Boone County is located in central Missouri and contains the state’s fifth largest city, Columbia. The median annual property tax in Boone County is $1,634, fifth highest in the state. School districts are among the largest recipients of that tax revenue. For example, while the rate for the city of Columbia is $0.41 per $100 of assessed value, the rate for Columbia Public Schools is $ 6.0555.
If you want to buy a house in Missouri but don’t like paying property taxes, Jasper County may be a good place to look. The median annual property tax payment in Jasper County is $866, well below the state median. Rates in Jasper County are likewise relatively low. The county’s average effective tax rate is 0.80%.
The 10th most populous county in Missouri, Franklin County has property tax rates slightly below the state average. The county’s average effective property tax rate is 0.90%. At that rate, a homeowner with a home worth $150,000 would owe $1,350 annually in property taxes.
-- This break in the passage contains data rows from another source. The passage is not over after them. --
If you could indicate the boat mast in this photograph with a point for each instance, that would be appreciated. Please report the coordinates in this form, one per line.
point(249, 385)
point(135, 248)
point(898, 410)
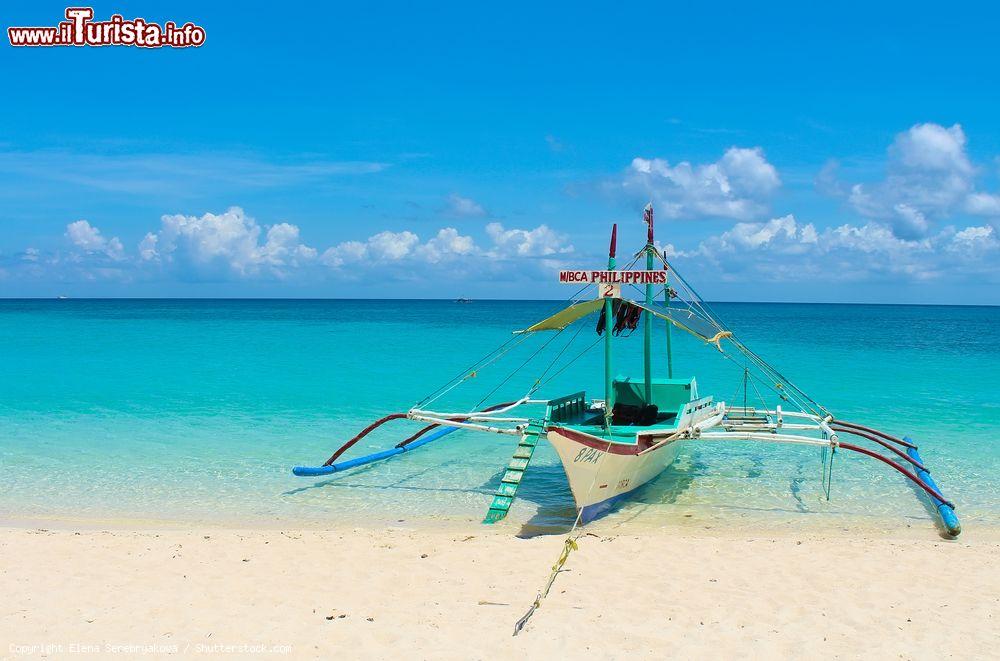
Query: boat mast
point(608, 325)
point(666, 304)
point(647, 330)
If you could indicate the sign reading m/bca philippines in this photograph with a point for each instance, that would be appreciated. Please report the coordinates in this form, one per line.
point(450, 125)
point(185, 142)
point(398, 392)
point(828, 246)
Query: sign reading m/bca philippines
point(614, 277)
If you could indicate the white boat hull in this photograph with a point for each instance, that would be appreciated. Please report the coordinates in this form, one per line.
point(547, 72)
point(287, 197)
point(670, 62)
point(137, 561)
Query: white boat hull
point(602, 473)
point(599, 478)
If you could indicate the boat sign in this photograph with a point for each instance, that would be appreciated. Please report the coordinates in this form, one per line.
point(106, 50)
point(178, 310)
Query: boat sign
point(614, 277)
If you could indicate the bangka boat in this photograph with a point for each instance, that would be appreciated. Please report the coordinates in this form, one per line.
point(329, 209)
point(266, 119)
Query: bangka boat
point(611, 446)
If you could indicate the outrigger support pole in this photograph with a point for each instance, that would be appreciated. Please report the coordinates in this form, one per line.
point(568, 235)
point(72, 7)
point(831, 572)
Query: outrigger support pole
point(647, 328)
point(411, 443)
point(609, 394)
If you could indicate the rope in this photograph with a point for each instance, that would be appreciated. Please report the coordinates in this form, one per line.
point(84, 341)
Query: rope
point(519, 368)
point(571, 539)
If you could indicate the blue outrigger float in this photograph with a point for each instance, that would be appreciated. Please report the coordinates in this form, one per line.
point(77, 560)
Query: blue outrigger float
point(611, 446)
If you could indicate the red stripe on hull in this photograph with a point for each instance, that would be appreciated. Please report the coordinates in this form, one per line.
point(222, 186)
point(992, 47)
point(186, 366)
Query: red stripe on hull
point(645, 442)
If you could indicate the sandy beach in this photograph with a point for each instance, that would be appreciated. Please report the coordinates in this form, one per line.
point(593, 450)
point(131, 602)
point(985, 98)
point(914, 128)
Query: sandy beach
point(455, 594)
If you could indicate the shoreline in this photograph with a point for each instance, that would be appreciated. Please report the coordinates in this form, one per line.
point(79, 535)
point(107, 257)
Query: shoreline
point(451, 594)
point(712, 521)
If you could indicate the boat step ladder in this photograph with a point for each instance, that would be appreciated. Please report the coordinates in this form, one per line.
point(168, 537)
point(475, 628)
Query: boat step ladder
point(511, 480)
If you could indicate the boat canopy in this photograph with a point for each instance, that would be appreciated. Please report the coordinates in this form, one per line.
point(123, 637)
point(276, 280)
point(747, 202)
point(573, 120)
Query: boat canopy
point(682, 318)
point(566, 316)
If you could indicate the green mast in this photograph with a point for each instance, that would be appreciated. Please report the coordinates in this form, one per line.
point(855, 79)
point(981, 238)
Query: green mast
point(647, 334)
point(608, 325)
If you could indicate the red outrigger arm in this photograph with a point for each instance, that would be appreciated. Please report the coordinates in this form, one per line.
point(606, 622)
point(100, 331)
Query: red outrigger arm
point(364, 432)
point(916, 480)
point(885, 444)
point(894, 439)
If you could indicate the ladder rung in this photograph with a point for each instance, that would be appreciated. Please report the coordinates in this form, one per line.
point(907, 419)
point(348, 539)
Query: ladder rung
point(501, 502)
point(512, 476)
point(506, 489)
Located in western Missouri, Cass County has the ninth highest property tax rate of the 115 counties in Missouri. The Cass County average effective property tax rate is 1.10%, somewhat higher than the state average but lower than the national average of 1.19%.
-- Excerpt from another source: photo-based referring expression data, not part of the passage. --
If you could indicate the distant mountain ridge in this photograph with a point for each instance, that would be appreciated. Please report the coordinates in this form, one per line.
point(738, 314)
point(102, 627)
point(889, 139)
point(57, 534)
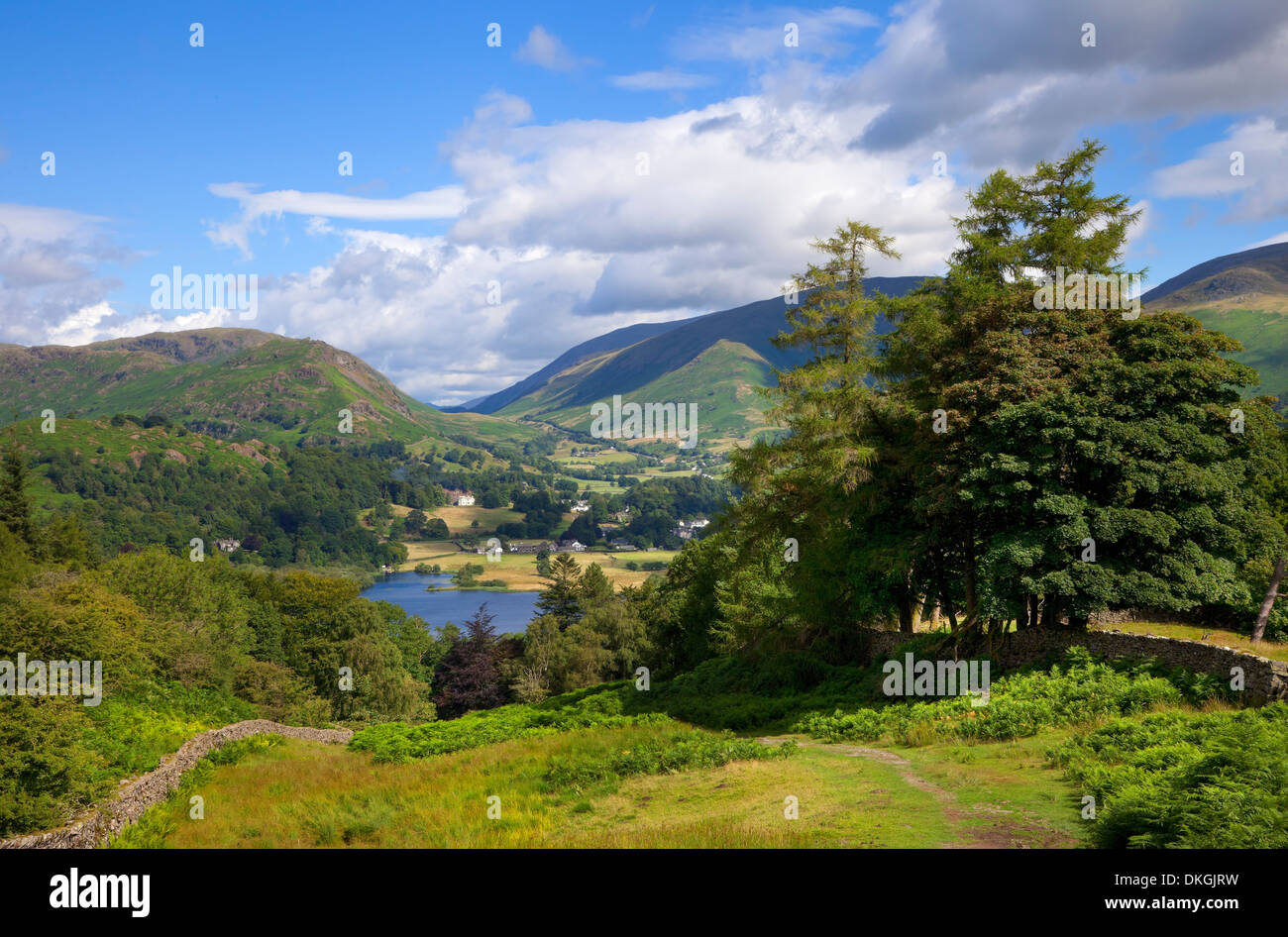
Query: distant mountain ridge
point(1243, 295)
point(233, 382)
point(716, 361)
Property Tax: Which Counties are Getting the Best Bang for Their Buck
SmartAsset’s interactive map highlights the places across the country where property tax dollars are being spent most effectively. Zoom between states and the national map to see the counties getting the biggest bang for their property tax buck.
Our study aims to find the places in the United States where people are getting the most for their property tax dollars. To do this we looked at school rankings, crime rates and property taxes for every county.
As a way to measure the quality of schools, we calculated the average math and reading/language arts proficiencies for all the school districts in the country. Within each state, these schools were then ranked between 1 and 10 (with 10 being the best) based on those average scores.
For each county, we calculated the violent and property crimes per 100,000 residents.
Using the school and crime numbers, we calculated a community score. This is the ratio of the school rank to the combined crime rate per 100,000 residents.
We used the number of households, median home value and average property tax rate to calculate a per capita property tax collected for each county.
Finally, we calculated a tax value by creating a ratio of the community score to the per capita property tax paid. This shows us the counties in the country where people are getting the most bang for their buck, or where their property tax dollars are going the furthest.